-
Notifications
You must be signed in to change notification settings - Fork 650
Description
Please make sure these conditions are met
- I have checked that this issue has not already been reported.
- I have confirmed this bug exists on the latest version of scanpy.
- (optional) I have confirmed this bug exists on the main branch of scanpy.
What happened?
Whether the highly variable gene selection method seurat_v3 of Scanpy is really the same as the vst method of Seurat.
Hello, I am very grateful that you have developed a single-cell analysis package in the Python environment, but I have little knowledge of Scanpy. Today, when I was using Scanpy and R for preprocessing the same counts matrix, I encountered a problem: Whether the highly variable gene selection method seurat_v3 of Scanpy is really the same as the vst method of Seurat? I used the same standardization method.
R:
seu_obj_corrected <- NormalizeData(seu_obj_corrected, normalization.method = "LogNormalize", scale.factor = 10000)
python:
sc.pp.normalize_total(adata_Fy32_filtered, target_sum=1e4)
After my careful examination, the two are almost the same in standardization, with only a slight difference after many decimal places. This lays the groundwork for me to explain the highly variable gene selection method, avoiding that the difference in highly variable genes is due to the difference in standardization.

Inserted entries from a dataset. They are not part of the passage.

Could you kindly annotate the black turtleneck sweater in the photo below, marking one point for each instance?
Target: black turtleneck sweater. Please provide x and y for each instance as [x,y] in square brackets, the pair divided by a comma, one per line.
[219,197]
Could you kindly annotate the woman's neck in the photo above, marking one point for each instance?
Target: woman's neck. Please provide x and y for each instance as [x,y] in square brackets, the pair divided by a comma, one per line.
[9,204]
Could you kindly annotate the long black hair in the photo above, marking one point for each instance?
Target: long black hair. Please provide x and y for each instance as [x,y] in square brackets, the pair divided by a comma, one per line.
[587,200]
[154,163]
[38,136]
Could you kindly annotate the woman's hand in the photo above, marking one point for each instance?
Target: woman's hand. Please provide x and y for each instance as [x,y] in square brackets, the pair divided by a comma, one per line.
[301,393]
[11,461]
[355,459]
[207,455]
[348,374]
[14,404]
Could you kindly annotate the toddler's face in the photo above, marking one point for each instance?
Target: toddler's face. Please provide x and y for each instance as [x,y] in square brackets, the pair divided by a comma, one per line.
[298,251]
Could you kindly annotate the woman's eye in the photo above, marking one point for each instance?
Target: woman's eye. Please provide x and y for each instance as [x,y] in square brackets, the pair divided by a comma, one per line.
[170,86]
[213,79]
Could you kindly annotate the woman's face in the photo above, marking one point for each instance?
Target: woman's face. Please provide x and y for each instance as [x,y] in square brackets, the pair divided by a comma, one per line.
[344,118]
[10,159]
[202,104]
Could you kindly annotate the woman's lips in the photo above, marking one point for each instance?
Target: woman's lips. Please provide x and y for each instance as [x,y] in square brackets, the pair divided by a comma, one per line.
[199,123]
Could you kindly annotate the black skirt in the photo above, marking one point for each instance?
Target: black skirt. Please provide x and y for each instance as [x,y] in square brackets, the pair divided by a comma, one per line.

This is the Venn diagram I made for highly variable genes using R and Python. I used three different methods to select highly variable genes.
Scanpy:Seurat sc.pp.highly_variable_genes(adata_Fy32_filtered,flavor='seurat',n_top_genes=2000)

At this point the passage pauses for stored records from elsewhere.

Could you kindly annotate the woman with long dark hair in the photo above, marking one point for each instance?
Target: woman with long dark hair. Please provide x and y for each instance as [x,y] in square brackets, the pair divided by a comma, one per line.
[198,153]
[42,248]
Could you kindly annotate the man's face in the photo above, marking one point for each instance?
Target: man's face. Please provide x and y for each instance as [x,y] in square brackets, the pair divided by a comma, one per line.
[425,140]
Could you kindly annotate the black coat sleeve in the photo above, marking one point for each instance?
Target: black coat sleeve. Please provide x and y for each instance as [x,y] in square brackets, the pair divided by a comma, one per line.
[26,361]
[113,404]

Scanpy:Seurat_v3 sc.pp.highly_variable_genes(adata_Fy32_filtered,flavor='seurat_v3',n_top_genes=2000)
Seurat seu_obj <- FindVariableFeatures(seu_obj, selection.method = "vst", nfeatures = 2000)
Supplement, my out is a matrix that has been corrected by soupX. Could it be related to this?
scanpy version = '1.11.0'
Thanks!
Minimal code sample
scanpy pipeline:
adata_Fy32_filtered.layers["counts"] = adata_Fy32_filtered.X
adata_Fy32_filtered.layers["soupX_counts"] = out.T
adata_Fy32_filtered.X = adata_Fy32_filtered.layers["soupX_counts"]
sc.pp.normalize_total(adata_Fy32_filtered, target_sum=1e4)
sc.pp.log1p(adata_Fy32_filtered)
sc.pp.highly_variable_genes(adata_Fy32_filtered,flavor='seurat_v3',n_top_genes=2000)
sc.pp.scale(adata_Fy32_filtered, zero_center=True)
sc.tl.pca(adata_Fy32_filtered,use_highly_variable=True)
sc.pp.neighbors(adata_Fy32_filtered,n_pcs = 10)
sc.tl.umap(adata_Fy32_filtered)
sc.tl.leiden(adata_Fy32_filtered,resolution=0.6)
sc.pl.umap(adata_Fy32_filtered, color=["leiden"])
Seurat pipeline:
seu_obj_corrected <- CreateSeuratObject(counts = out)
seu_obj_corrected <- NormalizeData(seu_obj_corrected, normalization.method = "LogNormalize", scale.factor = 10000)
seu_obj_corrected <- FindVariableFeatures(seu_obj_corrected, selection.method = "vst", nfeatures = 2000)
all.genes <- rownames(seu_obj_corrected)
seu_obj_corrected <- ScaleData(seu_obj_corrected, features = all.genes)
seu_obj_corrected <- RunPCA(seu_obj_corrected, features = VariableFeatures(object = seu_obj))
seu_obj_corrected <- FindNeighbors(seu_obj_corrected, dims = 1:10)
seu_obj_corrected <- FindClusters(seu_obj_corrected, resolution = 0.5)
seu_obj_corrected <- RunUMAP(seu_obj_corrected, dims = 1:10)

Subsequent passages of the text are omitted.